Wednesday, October 22, 2008

Light fantastic

Here’s the toughest question to deal with in any relationship, whether it’s with your partner, your kids or your friends: How do you keep the love alive? If you’re not prepared to give constant care and attention, every relationship will drift. To me that doesn’t require dramatic gestures like tickets to Paris or diamonds, but the intimate thoughtfulness of everyday life. Empathy is central and so is reciprocity. Reciprocity is a fantastic emotional connector. It’s based on empathy but you don’t simply feel for someone else, you do something for them. What’s so wonderful about human beings is that when we are given something, it seems to spark some kind of deep response and we want to return the gesture. This is my idea of a true virtuous cycle.

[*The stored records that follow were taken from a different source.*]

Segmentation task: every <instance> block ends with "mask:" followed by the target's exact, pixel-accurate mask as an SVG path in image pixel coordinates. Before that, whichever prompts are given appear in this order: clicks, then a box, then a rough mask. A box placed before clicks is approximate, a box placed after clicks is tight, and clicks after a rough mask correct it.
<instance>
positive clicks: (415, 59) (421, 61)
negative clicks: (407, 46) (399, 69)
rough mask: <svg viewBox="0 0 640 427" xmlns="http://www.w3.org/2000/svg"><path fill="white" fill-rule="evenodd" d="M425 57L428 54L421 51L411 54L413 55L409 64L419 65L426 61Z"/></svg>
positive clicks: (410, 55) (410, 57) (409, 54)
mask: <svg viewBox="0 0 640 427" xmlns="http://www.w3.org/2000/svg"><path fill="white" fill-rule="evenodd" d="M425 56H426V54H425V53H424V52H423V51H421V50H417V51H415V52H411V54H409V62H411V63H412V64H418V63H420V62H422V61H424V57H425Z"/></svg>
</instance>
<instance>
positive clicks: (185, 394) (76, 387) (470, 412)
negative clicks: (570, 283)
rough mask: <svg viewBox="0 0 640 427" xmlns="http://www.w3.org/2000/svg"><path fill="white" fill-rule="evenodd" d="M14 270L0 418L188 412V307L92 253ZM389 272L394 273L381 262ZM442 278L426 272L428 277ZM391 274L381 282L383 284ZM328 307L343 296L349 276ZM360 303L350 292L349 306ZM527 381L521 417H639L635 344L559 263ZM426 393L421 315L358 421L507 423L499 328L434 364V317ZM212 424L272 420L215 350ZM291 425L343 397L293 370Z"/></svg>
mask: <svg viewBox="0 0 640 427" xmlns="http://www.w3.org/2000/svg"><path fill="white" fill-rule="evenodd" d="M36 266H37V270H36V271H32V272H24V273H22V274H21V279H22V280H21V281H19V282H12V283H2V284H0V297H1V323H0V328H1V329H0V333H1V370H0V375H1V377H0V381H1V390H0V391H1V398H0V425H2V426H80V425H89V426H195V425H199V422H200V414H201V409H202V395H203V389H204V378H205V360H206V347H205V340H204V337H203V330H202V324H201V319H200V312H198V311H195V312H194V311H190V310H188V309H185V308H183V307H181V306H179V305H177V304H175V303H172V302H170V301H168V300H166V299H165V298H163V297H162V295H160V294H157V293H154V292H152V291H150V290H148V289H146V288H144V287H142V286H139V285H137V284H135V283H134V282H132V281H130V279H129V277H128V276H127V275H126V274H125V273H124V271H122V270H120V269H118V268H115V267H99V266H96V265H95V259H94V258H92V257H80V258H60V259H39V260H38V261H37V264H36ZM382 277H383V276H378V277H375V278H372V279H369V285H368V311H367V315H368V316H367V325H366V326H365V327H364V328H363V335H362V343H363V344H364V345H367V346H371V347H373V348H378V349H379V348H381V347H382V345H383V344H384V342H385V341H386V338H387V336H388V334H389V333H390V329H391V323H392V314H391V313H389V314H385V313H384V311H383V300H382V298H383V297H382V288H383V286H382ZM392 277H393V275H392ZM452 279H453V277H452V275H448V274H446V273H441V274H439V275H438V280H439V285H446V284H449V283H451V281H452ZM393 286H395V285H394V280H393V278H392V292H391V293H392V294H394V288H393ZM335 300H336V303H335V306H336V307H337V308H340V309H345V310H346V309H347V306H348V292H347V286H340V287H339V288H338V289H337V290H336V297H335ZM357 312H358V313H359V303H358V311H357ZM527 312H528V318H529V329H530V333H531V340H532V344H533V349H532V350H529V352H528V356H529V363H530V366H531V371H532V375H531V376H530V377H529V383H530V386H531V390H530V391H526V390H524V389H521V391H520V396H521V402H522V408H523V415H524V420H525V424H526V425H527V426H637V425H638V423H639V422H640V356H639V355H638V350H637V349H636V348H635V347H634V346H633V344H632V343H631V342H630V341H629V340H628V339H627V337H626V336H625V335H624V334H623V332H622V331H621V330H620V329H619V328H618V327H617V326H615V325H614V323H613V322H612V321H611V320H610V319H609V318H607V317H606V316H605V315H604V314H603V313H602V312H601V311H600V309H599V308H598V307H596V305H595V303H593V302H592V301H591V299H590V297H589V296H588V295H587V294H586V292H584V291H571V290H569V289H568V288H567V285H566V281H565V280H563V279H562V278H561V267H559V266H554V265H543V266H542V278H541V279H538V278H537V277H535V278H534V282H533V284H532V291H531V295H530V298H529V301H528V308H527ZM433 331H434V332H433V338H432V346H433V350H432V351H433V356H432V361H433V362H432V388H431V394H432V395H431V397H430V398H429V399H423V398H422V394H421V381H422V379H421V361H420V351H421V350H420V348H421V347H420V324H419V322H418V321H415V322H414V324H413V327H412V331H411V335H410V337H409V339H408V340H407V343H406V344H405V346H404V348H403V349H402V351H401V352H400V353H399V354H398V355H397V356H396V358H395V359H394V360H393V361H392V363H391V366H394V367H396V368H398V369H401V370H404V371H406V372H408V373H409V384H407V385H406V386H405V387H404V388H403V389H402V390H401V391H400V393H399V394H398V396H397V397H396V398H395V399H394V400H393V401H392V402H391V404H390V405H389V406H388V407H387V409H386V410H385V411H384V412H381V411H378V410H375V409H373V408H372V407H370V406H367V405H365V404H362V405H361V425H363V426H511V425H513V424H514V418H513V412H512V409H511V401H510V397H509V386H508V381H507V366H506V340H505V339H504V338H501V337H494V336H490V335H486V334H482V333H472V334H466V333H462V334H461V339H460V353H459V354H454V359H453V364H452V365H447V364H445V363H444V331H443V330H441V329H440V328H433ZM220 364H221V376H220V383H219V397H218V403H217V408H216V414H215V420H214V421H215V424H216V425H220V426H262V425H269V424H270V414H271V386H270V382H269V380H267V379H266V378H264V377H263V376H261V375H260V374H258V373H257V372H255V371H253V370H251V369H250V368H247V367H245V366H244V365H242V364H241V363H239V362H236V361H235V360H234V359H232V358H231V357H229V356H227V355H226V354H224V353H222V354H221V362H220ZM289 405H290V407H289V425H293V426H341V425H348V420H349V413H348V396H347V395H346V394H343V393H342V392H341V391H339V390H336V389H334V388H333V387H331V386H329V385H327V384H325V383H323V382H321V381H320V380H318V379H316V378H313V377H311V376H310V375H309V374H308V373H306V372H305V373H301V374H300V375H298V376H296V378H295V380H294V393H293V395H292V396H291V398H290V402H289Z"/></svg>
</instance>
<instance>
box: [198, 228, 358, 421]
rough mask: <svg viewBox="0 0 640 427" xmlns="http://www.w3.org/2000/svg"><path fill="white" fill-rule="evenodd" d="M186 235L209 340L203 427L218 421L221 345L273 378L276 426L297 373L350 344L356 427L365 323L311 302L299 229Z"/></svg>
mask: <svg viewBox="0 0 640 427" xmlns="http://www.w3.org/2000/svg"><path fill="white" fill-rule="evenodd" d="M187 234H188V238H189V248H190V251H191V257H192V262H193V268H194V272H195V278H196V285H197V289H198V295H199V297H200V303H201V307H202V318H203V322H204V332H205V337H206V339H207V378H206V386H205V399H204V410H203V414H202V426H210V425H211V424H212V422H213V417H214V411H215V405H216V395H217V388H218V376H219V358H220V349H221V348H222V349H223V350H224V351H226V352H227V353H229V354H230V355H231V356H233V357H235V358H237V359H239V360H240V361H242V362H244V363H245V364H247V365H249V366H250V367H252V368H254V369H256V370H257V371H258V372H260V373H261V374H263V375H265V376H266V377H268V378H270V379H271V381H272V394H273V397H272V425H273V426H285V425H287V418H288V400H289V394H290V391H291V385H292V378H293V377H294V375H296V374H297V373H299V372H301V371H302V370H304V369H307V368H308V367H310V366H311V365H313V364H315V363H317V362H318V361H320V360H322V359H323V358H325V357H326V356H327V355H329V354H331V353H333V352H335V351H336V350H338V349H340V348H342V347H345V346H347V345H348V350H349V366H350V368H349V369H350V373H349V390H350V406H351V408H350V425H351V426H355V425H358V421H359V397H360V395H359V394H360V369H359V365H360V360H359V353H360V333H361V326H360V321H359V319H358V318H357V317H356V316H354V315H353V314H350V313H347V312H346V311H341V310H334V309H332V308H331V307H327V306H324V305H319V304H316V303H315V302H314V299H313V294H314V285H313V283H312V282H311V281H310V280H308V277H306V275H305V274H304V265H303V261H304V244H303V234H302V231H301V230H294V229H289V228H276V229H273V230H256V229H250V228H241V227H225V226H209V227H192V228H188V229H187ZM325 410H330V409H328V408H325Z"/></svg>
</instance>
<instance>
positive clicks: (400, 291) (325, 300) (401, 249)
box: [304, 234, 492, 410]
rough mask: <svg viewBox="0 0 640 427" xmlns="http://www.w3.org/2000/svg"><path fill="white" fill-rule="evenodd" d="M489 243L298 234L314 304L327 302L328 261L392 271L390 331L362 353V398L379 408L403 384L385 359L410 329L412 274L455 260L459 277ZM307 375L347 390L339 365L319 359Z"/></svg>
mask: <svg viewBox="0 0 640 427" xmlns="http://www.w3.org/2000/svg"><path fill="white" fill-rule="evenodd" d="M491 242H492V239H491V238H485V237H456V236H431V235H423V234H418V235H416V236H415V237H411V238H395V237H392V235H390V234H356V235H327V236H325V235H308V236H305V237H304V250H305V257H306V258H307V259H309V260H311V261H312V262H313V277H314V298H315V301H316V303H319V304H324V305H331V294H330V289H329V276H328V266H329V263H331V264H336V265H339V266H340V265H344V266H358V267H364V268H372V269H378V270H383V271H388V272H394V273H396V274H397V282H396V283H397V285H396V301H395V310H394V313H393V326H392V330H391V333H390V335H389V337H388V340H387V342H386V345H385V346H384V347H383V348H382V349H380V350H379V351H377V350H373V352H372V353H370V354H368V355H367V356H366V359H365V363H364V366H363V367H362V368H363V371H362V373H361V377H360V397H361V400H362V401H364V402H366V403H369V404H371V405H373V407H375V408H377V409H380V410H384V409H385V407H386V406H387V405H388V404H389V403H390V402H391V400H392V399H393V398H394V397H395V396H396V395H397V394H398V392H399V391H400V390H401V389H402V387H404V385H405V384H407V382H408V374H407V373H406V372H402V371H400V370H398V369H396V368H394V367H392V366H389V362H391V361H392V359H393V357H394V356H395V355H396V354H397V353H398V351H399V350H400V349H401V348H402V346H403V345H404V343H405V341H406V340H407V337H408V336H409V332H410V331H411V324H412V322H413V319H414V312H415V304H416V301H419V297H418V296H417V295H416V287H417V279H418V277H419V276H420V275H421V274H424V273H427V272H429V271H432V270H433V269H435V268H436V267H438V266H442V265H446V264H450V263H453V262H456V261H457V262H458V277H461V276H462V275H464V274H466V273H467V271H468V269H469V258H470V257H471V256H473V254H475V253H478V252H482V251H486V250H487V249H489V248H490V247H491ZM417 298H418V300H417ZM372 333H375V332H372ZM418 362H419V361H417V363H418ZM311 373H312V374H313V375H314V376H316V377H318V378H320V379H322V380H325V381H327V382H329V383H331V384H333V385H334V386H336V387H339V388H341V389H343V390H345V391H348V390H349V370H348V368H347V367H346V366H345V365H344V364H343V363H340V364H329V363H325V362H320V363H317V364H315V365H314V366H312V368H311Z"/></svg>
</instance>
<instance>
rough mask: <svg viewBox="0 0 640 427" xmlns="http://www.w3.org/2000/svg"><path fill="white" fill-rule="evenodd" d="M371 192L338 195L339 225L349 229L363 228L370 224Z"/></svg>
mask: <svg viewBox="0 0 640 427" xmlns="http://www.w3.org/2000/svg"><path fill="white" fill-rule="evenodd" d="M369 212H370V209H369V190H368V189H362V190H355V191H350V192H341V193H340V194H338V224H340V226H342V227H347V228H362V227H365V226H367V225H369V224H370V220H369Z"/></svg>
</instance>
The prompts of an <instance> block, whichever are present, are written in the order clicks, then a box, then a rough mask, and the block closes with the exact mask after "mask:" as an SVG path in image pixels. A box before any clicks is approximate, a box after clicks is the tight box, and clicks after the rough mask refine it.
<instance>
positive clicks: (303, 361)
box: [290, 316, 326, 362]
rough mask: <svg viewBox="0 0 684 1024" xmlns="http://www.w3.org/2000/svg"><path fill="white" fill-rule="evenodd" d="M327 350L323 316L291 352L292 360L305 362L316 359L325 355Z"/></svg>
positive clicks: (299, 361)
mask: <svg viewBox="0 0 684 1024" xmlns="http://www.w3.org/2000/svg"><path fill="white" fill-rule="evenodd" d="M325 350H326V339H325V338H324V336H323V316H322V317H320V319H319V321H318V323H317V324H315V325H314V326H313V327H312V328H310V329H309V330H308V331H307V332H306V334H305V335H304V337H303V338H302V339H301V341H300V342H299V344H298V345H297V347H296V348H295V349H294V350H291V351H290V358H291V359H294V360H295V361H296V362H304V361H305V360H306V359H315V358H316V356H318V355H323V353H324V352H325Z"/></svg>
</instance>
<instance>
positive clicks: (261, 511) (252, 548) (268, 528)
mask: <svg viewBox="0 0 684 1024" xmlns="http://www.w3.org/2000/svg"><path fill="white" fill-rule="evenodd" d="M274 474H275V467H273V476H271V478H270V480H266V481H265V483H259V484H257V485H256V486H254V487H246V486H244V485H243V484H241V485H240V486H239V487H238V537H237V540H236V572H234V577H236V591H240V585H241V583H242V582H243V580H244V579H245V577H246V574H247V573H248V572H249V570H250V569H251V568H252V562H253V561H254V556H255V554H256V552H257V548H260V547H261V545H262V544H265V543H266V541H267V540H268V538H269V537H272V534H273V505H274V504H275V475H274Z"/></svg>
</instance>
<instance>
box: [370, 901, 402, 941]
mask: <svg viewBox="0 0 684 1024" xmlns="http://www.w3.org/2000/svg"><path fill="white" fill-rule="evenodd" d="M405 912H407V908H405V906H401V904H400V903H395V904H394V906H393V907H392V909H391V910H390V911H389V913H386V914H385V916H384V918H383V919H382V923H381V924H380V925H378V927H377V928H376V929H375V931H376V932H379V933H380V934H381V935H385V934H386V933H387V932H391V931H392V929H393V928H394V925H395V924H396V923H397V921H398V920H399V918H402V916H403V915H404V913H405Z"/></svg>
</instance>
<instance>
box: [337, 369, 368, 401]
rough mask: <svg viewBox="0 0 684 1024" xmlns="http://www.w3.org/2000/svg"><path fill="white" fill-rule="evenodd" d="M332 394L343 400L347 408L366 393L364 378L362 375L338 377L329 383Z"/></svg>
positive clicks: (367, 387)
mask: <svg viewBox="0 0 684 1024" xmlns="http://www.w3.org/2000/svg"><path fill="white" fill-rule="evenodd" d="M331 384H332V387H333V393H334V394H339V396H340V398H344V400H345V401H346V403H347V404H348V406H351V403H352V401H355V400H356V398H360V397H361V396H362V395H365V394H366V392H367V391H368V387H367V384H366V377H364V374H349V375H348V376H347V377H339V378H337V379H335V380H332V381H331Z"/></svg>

The principle of reciprocity meets design in this inspired coin lamp. What a great idea. Feed in a coin and you get light. For some of you who are old enough to remember feeding coins into hungry gas metres in the UK, this might not strike such a welcome chord, but for anyone under forty I think this lamp will be a total charmer. It doesn’t simply remind you of the reality of the cost of resources with a touch of humor, it introduces a whole social dimension. After a meal at a friend’s home, who will be the one to show appreciation by putting a coin in the slot? At a birthday party without a gift? There you go. To me this coin lamp is True Blue through emotional design.


Anonymous said...

Hi Mr. Roberts,

What a great idea. Of course, I remember the gas metres in my London house when I was a little girl in the late sixties-early seventies but and it's a part of my childhood memories together with Dr. Who, my brother and I burning our Guy Fawkes in our back garden, Lucozade when we were at home with flu and wouldn't drink anything else and everything that came with being a child in London in those years. I would just like to cite an idea a couple of friends of mine had that was wuite similar and consisted in having a piggy bank with "OUR NEXT HOLIDAY" handwritten on it and, instead of bringing presents on their birthdays or flowers or gifts whenever we were invited, we put something in there. A simple idea but homorous and with a precise objective: to know our hosts happy somewhere on holiday as much as they made their guests happy each time we over for dinner. Great!

Rita, Parma

Anonymous said...

Fantastic isn't it?

Piotr Jakubowski said...

In a world where practically everything is taken for granted, it's a great idea on showing the importance of care and nurturing in any kind of relationship - where it be human-human or our relationship with the inanimate things around us.